La plainte déposée par E.________ SA contre ce procès-verbal de séquestre a été rejetée par décision du 20 juin 2022, confirmée par arrêt de la Cour des poursuites et faillites du Tribunal cantonal du canton de Vaud (ci-après: la Cour des poursuites et faillites) du 7 novembre 2022. 
 
A.b. Le 27 septembre 2021, E.________ SA a formé opposition à l'ordonnance de séquestre du 15 juillet 2021. Par prononcé du 13 janvier 2022, la juge de paix a révoqué partiellement l'ordonnance litigieuse, laquelle tendait désormais à garantir une créance d'un montant de 34'453'101 fr. 71, avec intérêt à 5,83% l'an dès le 14 juillet 2021.  
 
A.c. Les créanciers séquestrants ayant requis la poursuite en validation de ce séquestre, un commandement de payer a été notifié à E.________ SA, par voie diplomatique, dans la poursuite ordinaire n° yyy. La poursuivie a formé opposition totale, le 24 septembre 2021.  
Par prononcé du 14 septembre 2022, dont les motifs ont été adressés aux parties le 29 juin 2023, la juge de paix a prononcé la mainlevée définitive de l'opposition à concurrence de 34'536'119 fr. 80 plus intérêt au taux de 5,83% l'an dès le 14 juillet 2021, sous déduction des sommes de 35'162 fr. plus intérêt au taux de 5,83% l'an dès le 14 juillet 2021 et de 47'856 fr. 09 plus intérêt au taux de 5,83% l'an dès le 14 juillet 2021. Le recours formé par E.________ SA contre ce prononcé a été rejeté par arrêt de la Cour des poursuites et faillites du 19 octobre 2023. 
 
B.  
 
B.a. Par lettre du 21 décembre 2022, le conseil des créanciers séquestrants a informé l'Office que le rapport annuel de E.________ SA, présenté à son assemblée générale du 20 décembre 2022, indiquait une nouvelle date d'exigibilité des créances séquestrées nos 3 et 4 au "23" [recte: 31] décembre 2023 et que la créance séquestrée n° 2 avait été augmentée de USD 42'210'000.-- à USD 71'923'478.84.  

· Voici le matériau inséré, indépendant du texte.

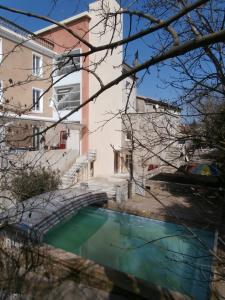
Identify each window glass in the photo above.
[33,54,42,76]
[55,49,80,75]
[0,38,3,63]
[32,89,41,111]
[32,127,40,150]
[56,83,80,110]
[0,80,3,102]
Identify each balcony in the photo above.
[52,83,80,111]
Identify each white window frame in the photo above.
[32,87,43,113]
[32,52,43,77]
[0,38,3,64]
[125,130,132,142]
[54,82,82,111]
[54,48,82,76]
[0,80,4,104]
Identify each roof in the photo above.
[0,16,54,51]
[35,11,91,34]
[137,96,181,111]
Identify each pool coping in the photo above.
[41,208,217,299]
[38,244,192,300]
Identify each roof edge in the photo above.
[34,11,91,34]
[137,95,181,111]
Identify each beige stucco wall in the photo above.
[89,0,123,176]
[123,109,180,176]
[0,30,52,117]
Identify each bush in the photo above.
[11,167,61,202]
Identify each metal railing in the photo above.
[0,16,54,50]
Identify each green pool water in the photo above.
[44,207,214,300]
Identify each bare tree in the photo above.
[0,0,225,298]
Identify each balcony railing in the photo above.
[0,16,54,50]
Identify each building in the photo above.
[121,96,180,177]
[0,0,179,180]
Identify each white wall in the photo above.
[53,71,82,122]
[89,0,123,176]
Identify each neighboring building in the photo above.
[121,96,180,176]
[0,0,180,180]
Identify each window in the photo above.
[0,80,3,103]
[33,54,42,76]
[0,38,3,63]
[32,89,42,112]
[32,127,40,150]
[125,154,132,170]
[126,130,132,141]
[56,83,80,110]
[55,49,80,75]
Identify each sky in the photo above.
[0,0,176,101]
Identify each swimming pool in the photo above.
[44,207,214,300]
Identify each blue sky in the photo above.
[0,0,175,100]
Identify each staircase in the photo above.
[60,150,96,189]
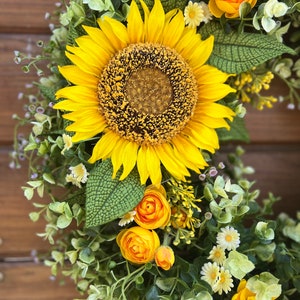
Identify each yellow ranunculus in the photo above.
[231,279,256,300]
[117,226,160,264]
[208,0,257,18]
[154,246,175,270]
[134,185,171,229]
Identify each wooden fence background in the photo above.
[0,0,300,300]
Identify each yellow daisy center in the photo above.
[98,43,198,145]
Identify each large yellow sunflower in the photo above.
[55,0,234,184]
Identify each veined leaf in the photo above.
[200,22,295,74]
[217,117,249,142]
[86,159,145,227]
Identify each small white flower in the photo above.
[261,0,289,32]
[61,134,73,154]
[199,1,212,24]
[208,246,226,265]
[217,226,240,251]
[212,267,234,295]
[184,1,204,28]
[200,262,220,286]
[119,210,136,226]
[66,163,89,188]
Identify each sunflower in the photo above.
[54,0,234,184]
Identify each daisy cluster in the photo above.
[10,0,300,300]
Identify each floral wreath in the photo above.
[11,0,300,300]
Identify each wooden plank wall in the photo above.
[0,0,300,300]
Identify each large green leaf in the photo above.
[200,22,295,74]
[86,159,145,227]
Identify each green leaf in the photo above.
[200,22,296,74]
[217,117,249,142]
[86,159,145,227]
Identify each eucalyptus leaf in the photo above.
[217,117,250,142]
[200,22,296,74]
[86,159,145,227]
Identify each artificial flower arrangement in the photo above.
[12,0,300,300]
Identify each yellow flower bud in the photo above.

Le 22 décembre 2022, l'Office a invité A.________ SA à verser le montant de USD 59'322'450.-- (soit 55'000'000 fr. au taux du jour) dans un délai au 6 janvier 2023, au vu de l'exigibilité des créances nos 3 et 4 au 31 décembre 2022. 
Le 9 janvier 2023, E.________ SA a informé l'Office que, lors du renouvellement annuel des contrats de financement intragroupe entre elle et A.________ SA, elle avait signé par inadvertance des avenants modifiant les dates d'exigibilité des créances séquestrées; ayant pris conscience de cette erreur, elle avait entrepris les démarches nécessaires pour rétablir la situation antérieure auxdits avenants, qui avaient en conséquence été annulés par déclarations mutuelles des deux parties, et elle avait rappelé à A.________ SA la date d'exigibilité de sa créance au 31 décembre 2022. 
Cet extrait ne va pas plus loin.